Fine-Tuning

You’ll rarely train a vision model from scratch. Transfer learning — start from weights pretrained on a big dataset (ImageNet) and adapt to your small one — is the default recipe.

Fine-tuning: pretrained backbone + new task-specific head.

The standard recipe

Take a pretrained network (ResNet, ViT, etc.).
Replace the output layer with a head for your task.
Optionally freeze early layers; train the rest.
Small LR on the pretrained part, larger LR on the new head.

Setup

%matplotlib inline
import os
from d2l import jax as d2l
from d2l.nnx_resnet import ResNet50, Bottleneck
from flax import nnx
import jax
from jax import numpy as jnp
import optax
import numpy as np
import tensorflow as tf  # only used for tf.data input pipeline

# Activation (gradient) checkpointing. Fine-tuning ResNet-50 at batch size 128
# would otherwise hold the whole forward graph's activations live for the
# backward pass (~23 GB).
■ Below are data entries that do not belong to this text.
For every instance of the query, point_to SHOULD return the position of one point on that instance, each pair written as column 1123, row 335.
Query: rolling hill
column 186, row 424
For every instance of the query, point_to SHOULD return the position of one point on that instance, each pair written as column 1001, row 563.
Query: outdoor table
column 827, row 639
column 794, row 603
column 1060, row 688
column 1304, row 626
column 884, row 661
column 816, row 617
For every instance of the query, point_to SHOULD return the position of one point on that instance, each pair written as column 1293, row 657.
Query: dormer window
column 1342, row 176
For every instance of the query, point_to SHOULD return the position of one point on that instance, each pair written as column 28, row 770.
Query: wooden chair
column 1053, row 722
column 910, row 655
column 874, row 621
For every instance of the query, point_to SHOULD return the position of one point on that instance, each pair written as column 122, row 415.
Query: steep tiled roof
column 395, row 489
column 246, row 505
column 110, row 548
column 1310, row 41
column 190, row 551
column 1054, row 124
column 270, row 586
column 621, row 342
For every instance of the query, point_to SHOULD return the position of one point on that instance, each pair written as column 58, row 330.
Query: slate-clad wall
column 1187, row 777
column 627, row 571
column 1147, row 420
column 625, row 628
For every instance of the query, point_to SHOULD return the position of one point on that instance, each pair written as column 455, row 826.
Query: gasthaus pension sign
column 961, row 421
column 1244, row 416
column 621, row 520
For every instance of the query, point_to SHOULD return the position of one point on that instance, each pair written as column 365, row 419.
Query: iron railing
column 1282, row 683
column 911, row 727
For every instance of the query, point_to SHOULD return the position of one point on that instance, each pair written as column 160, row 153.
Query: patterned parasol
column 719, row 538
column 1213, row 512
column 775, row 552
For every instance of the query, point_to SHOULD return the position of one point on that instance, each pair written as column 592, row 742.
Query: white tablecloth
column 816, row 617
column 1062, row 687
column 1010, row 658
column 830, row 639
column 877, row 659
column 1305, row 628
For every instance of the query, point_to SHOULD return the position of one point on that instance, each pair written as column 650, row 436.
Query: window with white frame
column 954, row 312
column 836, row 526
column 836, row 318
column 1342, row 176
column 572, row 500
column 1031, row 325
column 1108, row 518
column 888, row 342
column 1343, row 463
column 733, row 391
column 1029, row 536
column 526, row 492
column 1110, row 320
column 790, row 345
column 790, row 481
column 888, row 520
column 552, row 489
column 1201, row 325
Wrapping each residual block (`Bottleneck`) in
# `nnx.remat` recomputes that block's activations during backprop instead of
# storing them, cutting the peak to ~6 GB. `nnx.remat` propagates state
# correctly, so gradients and batch-norm running statistics are identical to
# the un-checkpointed model.
if not getattr(Bottleneck, '_d2l_remat', False):
    Bottleneck.__call__ = nnx.remat(Bottleneck.__call__)
    Bottleneck._d2l_remat = True

The hot-dog dataset

A tiny binary classification dataset (hot dog / not hot dog) — too small to train a CNN from scratch, perfect for transfer learning:

d2l.DATA_HUB['hotdog'] = (d2l.DATA_URL + 'hotdog.zip', 
                         'fba480ffa8aa7e0febbb511d181409f899b9baa5')

data_dir = d2l.download_extract('hotdog')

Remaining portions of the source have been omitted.